After each successful survey sweep, every hub determines whether its cluster should be a potential donor of work, a potential receiver of work, or (typically) neither. Donors are clusters whose workloads are above the average workload by some parameter-specified factor, while receivers must have loads below average by another parameter-specified factor. The balance sweep operation then counts the total number of donors d and receivers r. It assigns to each donor a unique number in the range $0,\ldots ,d-1$, and to each receiver a unique number in the range $0,\ldots ,r-1$. The balance sweep is a form of parallel prefix operation [5], involving a single round of messages passing up the tree, followed by a single pass down. At the end of the balance sweep, all hub processors also know the values of d and r. After the balance sweep, the first $y=\min \{d,r\}$ donors and receivers then “pair up” via a rendezvous procedure involving 3y point-to-point messages. Specifically, donor i and receiver i each send a message to the hub for cluster i, for $i= 0,\ldots ,y-1$. Hub i then sends a message to donor i, telling it the processor number and load information for receiver i. See [28, Sect. 6.3] or [14, 16] for a more detailed description of this process. Within each pair, the donor sends a single message containing subproblem tokens to the receiver. Thus, the sweep messages are followed by up to 4y additional point-to-point messages, with at most 6 messages being sent or received by any single processor—this worst case occurs when a hub is both a donor and a rendezvous point. Both the survey and balancing sweeps involve at most $2(b+1)$ messages being sent or received at any given hub processor, where b is the branching factor of the load-balancing tree. During a load-balancing cycle, from the start of a successful survey sweep through any corresponding work exchanges between hubs, the number of load-balancing-related messages passing through any given hub processor is bounded above by the constant $2(b+1) + 2(b+1) + 6 = 4b + 10$, and the cumulative message latency associated with propagating this information is ${{\mathrm{O}}}(\log _b H) = {{\mathrm{O}}}(\log H)$, where H is the number of clusters. This design ensures the scalability of PEBBL’s load balancing mechanism.

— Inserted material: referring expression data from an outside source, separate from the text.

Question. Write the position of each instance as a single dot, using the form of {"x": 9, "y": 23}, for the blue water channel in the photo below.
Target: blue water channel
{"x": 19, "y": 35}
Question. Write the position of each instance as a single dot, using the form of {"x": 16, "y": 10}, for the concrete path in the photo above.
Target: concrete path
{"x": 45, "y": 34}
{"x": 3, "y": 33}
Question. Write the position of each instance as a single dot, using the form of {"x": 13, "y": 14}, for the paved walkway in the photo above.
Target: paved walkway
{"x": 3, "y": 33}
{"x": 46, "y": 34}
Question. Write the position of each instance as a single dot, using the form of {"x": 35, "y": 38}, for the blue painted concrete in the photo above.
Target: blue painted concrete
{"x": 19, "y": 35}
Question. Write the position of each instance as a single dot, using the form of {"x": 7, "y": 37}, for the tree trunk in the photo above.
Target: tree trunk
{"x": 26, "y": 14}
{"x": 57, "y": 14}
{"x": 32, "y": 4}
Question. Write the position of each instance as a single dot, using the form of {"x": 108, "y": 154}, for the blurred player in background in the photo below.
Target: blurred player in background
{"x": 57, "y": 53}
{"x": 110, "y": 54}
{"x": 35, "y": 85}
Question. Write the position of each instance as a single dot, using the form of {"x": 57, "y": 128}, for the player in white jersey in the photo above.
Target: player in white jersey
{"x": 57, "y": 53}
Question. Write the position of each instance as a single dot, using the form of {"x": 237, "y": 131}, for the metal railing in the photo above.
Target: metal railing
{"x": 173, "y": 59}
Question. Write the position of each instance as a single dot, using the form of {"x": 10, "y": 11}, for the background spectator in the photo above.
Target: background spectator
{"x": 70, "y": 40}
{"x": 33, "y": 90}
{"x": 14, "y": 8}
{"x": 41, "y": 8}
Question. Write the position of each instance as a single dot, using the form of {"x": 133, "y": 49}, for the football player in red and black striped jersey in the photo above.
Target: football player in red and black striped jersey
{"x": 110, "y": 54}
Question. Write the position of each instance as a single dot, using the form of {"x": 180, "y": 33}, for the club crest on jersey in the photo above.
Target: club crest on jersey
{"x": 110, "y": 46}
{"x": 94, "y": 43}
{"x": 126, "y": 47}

The frequency of survey and balance sweeps is controlled by a timer, with the minimum spacing between survey sweeps being set by a run-time parameter. If the total workload on the system appears to be zero, then this minimum spacing is not observed and sweeps are performed as rapidly as possible, to facilitate rapid termination detection. Under certain conditions, including at least once at the end of every run, a “termination check” sweep is substituted for the balance sweep; see Sect. 3.8 for a discussion of the termination check procedure.

Finally, we note that interprocessor load balancing mechanisms are sometimes classified as either “work stealing” initiated by the receiver or “work sharing” initiated by the donor. PEBBL’s rendezvous method is neither. Instead, donors and receivers efficiently locate one another on an equal, peer-to-peer basis.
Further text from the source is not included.